“Thank you for remembering my likings;” and Olive put the flowers in her bosom. She fancied he looked pleased; and suddenly she remembered the meaning given to the flower, “I love you!” At the thought, she began to tremble all over, though contemning her own folly the while. Even had the words been true, she and Harold were both too old for such sentimentalities.

They breakfasted alone. Harold still looked pale and weary, nor did he deny the fact that he had scarcely slept. He told her all the Harbury news, but spoke little of himself or of his plans. “They were yet uncertain,” he said, “but a few more days would decide all.” And then he remained silent until, a little time after, they were standing together at the window. From thence it was a pleasant view. Close beneath, a little fountain rose in slender diamond threads, and fell again with a soft trickling, like a Naiad's sigh. Bees were humming over the richest of autumn flower-gardens, which sloped down, terrace after terrace, until its boundary was hid in the little valley below. Beyond—looking in the clear September air so close that you could almost see the purple of the heather—lay the Braid Hills, a horizon-line soft as that which enclosed the Happy Valley of Prince Rasselas.

Harold stood and gazed.

“How beautiful and calm this is! It looks like a quiet nest—a home for a man's tired heart and brain. Tell me, friend, do you think one could ever find such in this world?”

“A home!” she repeated, somewhat confusedly, for his voice had startled her.—“You have often said that man needed none; that his life was in himself—the life of intellect and of power.

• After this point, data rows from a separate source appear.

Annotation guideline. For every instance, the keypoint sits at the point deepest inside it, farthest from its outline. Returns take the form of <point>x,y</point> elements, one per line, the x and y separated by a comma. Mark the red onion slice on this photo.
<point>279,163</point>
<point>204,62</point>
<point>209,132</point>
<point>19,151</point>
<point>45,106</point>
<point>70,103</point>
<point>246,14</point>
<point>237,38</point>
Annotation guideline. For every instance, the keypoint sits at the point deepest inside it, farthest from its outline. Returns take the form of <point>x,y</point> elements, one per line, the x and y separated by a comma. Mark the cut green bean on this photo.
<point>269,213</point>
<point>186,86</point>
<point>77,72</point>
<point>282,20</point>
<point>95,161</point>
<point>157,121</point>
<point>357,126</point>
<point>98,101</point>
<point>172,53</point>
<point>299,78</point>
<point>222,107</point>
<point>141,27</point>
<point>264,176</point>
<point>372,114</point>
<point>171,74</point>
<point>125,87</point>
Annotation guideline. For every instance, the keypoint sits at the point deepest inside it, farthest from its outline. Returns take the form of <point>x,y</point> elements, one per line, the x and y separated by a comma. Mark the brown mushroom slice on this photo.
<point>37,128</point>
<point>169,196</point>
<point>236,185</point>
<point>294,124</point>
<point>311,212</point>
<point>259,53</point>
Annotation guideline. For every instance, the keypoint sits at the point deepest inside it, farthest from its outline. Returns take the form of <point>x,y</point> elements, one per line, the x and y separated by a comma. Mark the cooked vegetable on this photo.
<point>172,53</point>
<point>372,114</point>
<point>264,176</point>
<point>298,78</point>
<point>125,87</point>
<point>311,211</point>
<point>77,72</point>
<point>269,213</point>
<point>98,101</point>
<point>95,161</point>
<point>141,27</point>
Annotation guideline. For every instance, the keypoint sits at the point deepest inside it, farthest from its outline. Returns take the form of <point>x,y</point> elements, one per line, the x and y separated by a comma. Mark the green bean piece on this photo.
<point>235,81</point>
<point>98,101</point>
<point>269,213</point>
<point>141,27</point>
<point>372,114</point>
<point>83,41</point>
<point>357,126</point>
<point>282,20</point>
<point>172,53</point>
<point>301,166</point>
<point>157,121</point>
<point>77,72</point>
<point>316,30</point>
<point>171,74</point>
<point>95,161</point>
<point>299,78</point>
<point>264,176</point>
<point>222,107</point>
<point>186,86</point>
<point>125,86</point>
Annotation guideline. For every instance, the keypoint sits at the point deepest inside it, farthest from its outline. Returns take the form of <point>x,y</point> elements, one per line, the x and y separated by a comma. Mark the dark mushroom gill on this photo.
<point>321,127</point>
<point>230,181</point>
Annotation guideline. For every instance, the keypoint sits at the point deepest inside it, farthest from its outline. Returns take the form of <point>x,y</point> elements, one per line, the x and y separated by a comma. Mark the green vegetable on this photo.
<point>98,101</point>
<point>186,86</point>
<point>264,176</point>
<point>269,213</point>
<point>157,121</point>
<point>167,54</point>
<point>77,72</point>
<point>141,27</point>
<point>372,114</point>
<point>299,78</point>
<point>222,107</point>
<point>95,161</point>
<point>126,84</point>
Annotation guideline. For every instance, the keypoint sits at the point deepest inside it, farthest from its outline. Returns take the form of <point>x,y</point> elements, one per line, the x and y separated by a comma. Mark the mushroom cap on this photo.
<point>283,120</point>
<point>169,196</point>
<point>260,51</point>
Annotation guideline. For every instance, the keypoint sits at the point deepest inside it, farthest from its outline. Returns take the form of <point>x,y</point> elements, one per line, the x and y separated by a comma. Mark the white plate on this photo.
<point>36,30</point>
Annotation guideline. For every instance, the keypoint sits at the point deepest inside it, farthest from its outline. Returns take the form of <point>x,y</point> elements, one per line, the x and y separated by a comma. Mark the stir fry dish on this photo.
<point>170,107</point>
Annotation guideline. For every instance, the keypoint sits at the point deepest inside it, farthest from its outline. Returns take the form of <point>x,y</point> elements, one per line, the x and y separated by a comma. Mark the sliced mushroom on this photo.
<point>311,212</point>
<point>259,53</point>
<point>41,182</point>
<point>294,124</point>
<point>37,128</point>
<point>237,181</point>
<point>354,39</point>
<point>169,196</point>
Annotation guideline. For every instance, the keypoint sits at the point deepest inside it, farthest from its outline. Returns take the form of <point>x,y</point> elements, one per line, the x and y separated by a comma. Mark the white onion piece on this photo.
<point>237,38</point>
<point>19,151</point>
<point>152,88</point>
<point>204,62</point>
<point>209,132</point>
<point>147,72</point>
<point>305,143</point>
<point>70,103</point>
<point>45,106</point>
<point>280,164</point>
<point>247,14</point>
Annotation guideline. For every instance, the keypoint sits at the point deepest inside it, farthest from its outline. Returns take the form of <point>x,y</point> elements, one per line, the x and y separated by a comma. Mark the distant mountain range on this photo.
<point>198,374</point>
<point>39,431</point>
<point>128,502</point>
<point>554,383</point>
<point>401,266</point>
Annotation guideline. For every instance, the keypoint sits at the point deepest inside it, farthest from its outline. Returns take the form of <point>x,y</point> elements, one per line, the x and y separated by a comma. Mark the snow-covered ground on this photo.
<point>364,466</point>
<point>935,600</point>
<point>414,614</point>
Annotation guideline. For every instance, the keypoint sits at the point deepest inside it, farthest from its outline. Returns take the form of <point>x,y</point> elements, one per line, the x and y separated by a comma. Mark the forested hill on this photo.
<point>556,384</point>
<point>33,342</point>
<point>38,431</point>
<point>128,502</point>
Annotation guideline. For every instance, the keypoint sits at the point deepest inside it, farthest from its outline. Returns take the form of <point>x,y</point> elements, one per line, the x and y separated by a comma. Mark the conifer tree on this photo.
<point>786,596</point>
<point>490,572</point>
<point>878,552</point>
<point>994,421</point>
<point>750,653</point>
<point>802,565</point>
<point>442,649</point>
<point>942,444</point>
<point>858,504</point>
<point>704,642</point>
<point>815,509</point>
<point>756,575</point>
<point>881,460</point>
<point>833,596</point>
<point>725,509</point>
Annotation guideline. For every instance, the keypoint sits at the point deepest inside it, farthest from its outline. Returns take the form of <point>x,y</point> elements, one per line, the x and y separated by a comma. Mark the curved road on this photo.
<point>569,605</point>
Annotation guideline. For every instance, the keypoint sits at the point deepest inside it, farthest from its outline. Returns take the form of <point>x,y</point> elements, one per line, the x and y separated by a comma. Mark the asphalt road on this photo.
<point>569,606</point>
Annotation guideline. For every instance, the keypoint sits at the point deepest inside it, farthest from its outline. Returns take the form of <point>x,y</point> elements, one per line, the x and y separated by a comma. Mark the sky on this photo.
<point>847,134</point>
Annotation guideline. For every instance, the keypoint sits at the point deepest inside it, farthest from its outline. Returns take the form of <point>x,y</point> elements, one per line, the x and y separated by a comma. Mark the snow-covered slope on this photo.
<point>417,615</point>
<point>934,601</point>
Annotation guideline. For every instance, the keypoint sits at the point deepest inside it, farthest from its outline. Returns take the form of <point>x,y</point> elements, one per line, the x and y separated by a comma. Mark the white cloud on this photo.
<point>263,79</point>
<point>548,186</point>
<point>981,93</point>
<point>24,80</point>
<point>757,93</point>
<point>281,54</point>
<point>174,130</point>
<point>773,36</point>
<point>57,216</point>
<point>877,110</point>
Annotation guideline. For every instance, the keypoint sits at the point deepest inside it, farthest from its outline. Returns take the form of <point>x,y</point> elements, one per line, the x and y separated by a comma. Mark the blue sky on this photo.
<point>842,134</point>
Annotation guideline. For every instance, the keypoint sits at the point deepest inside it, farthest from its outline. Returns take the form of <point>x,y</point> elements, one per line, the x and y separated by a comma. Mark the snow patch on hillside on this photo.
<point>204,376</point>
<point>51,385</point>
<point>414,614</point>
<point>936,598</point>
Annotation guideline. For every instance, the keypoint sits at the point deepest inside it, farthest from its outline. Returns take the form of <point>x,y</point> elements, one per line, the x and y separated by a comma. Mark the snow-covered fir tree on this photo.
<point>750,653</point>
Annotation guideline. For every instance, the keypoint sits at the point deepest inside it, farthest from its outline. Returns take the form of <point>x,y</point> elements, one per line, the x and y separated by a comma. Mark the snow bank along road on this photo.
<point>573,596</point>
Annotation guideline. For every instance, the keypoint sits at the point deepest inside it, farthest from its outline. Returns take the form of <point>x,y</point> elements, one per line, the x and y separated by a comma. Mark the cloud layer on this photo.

It is only we women who have a longing after rest and home.”

Harold made no immediate reply; but after a while he said,

“I want to have a quiet talk with you, Miss Rothesay. And I long to see once more my favourite haunt, the Hermitage of Braid. 'Tis a sweet place, and we can walk and converse there at our leisure. You will come?”

She rarely said him nay in anything, and he somehow unconsciously used a tone of command, like an elder brother;—but there was such sweetness in being ruled by him! Olive obeyed at once; and soon, for the thousandth time, she and Harold were walking out together arm-in-arm.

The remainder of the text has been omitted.